Ana expirou o ar que nem percebeu que prendia e se levantou.

Precisava ser educada. Não passou quatro anos num colégio de freira para dar mancada.

Mas era complicado não reagir aquele jeito... o sorriso, o olhar... A voz. Ele!

Sentiu raiva de si mesma.

Qual é? Ela tinha treze anos de novo?

— Anastasia - Christian a cumprimentou.

— Christian - Ana devolveu, enquanto ele se inclinava e lhe dava um beijo na bochecha.

— É bom ver você de novo – ele murmurou.

Ana balançou a cabeça.

— Uhum – murmurou.

De relance a garota viu a mãe se aproximando dela. O Grey deu um passo para o lado para que Elena pudesse abraçar Ana.

Era fácil ter Christian cumprimentando-a, era fácil tê-lo falando com ela, tão perto, era mais fácil do que ela imaginou que poderia ser. Mas com Elena não. Com Elena era impossível.

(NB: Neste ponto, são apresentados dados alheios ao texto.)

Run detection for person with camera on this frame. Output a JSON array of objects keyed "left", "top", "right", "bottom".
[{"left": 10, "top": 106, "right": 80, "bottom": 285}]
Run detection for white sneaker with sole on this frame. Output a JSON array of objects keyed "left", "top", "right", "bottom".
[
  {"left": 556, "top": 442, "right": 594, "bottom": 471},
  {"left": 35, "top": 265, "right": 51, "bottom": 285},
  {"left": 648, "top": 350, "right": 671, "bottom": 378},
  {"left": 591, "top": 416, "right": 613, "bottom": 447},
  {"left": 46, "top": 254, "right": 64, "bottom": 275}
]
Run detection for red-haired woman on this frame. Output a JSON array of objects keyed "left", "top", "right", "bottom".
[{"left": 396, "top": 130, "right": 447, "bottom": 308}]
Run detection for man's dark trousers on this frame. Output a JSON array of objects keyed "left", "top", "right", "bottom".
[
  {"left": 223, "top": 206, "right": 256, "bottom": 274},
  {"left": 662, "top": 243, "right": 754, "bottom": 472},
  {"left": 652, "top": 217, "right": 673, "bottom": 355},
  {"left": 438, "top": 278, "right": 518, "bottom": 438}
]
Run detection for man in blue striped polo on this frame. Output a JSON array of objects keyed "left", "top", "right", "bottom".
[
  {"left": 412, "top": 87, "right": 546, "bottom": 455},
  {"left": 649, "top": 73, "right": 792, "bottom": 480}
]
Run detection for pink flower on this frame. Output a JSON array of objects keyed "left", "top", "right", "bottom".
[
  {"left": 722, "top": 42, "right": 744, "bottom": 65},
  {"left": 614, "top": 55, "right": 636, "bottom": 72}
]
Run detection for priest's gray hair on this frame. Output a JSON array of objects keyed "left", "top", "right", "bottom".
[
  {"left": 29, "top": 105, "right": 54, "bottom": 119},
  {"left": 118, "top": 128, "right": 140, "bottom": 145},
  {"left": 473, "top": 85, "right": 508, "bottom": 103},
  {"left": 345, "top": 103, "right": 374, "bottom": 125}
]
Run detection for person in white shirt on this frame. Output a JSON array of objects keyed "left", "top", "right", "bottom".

Disfarçadamente, a agora loira mexeu no cabelo, impedindo sua mãe de abraçá-la, puxando Kate para sua frente.

— Essa é a Kate - Ana apresentou.

— Olá, Kate, como vai? - Elena disse, abrindo um sorriso genuíno.

Ana engoliu em seco.

— Vou bem, sra. Lincoln - Kate devolveu. - Sr. Grey.

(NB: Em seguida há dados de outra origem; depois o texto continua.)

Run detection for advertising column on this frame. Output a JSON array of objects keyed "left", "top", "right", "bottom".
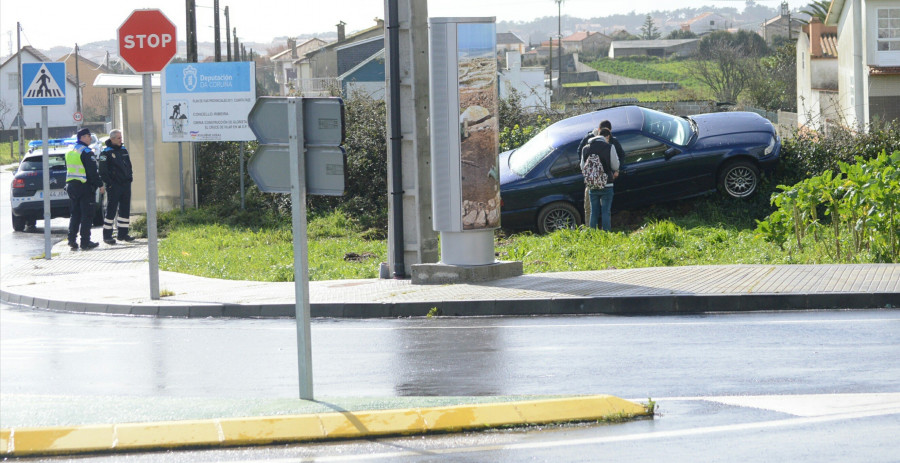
[{"left": 428, "top": 17, "right": 500, "bottom": 265}]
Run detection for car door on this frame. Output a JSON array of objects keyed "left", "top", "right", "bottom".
[
  {"left": 613, "top": 132, "right": 697, "bottom": 209},
  {"left": 547, "top": 140, "right": 584, "bottom": 208}
]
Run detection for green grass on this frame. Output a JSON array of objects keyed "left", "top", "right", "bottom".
[
  {"left": 159, "top": 213, "right": 387, "bottom": 281},
  {"left": 563, "top": 80, "right": 609, "bottom": 88},
  {"left": 588, "top": 58, "right": 714, "bottom": 102},
  {"left": 0, "top": 140, "right": 19, "bottom": 165},
  {"left": 148, "top": 197, "right": 874, "bottom": 281}
]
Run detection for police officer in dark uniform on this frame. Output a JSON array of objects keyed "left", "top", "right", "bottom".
[
  {"left": 100, "top": 129, "right": 134, "bottom": 244},
  {"left": 66, "top": 129, "right": 103, "bottom": 251}
]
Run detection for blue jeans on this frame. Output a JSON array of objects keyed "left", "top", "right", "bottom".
[{"left": 590, "top": 186, "right": 613, "bottom": 231}]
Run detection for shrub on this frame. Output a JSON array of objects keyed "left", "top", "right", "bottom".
[{"left": 757, "top": 151, "right": 900, "bottom": 262}]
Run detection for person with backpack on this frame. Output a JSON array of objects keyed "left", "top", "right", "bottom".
[
  {"left": 581, "top": 127, "right": 619, "bottom": 231},
  {"left": 576, "top": 119, "right": 625, "bottom": 227}
]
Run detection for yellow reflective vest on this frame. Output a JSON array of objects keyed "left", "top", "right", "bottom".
[{"left": 66, "top": 144, "right": 87, "bottom": 183}]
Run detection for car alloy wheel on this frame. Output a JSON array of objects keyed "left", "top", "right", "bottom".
[
  {"left": 720, "top": 161, "right": 759, "bottom": 198},
  {"left": 538, "top": 202, "right": 581, "bottom": 234}
]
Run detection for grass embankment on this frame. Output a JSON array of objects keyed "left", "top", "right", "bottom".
[
  {"left": 587, "top": 58, "right": 714, "bottom": 102},
  {"left": 136, "top": 192, "right": 872, "bottom": 281},
  {"left": 0, "top": 141, "right": 19, "bottom": 166}
]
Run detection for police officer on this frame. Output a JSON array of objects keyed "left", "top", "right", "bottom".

— Kate, é um prazer conhecê-la. E pode me chamar de Christian – ele sorriu para ela.

Ele sorriu!?

Kate concordou com a cabeça e retribuiu o sorriso, sem saber o que fazer enquanto permanecia na frente de Ana.

— Bom, o jantar está pronto. Vamos? - Grace disse, juntando uma mão na outra, com um sorriso no rosto, alheia a toda a situação.

— Claro - Ana sussurrou e virou-se, contornando o sofá com Kate em seu encalço.

Logo todos a seguiram para a sala de jantar.

A cabeça de Ana girava. As perguntas vinham em dúvidas.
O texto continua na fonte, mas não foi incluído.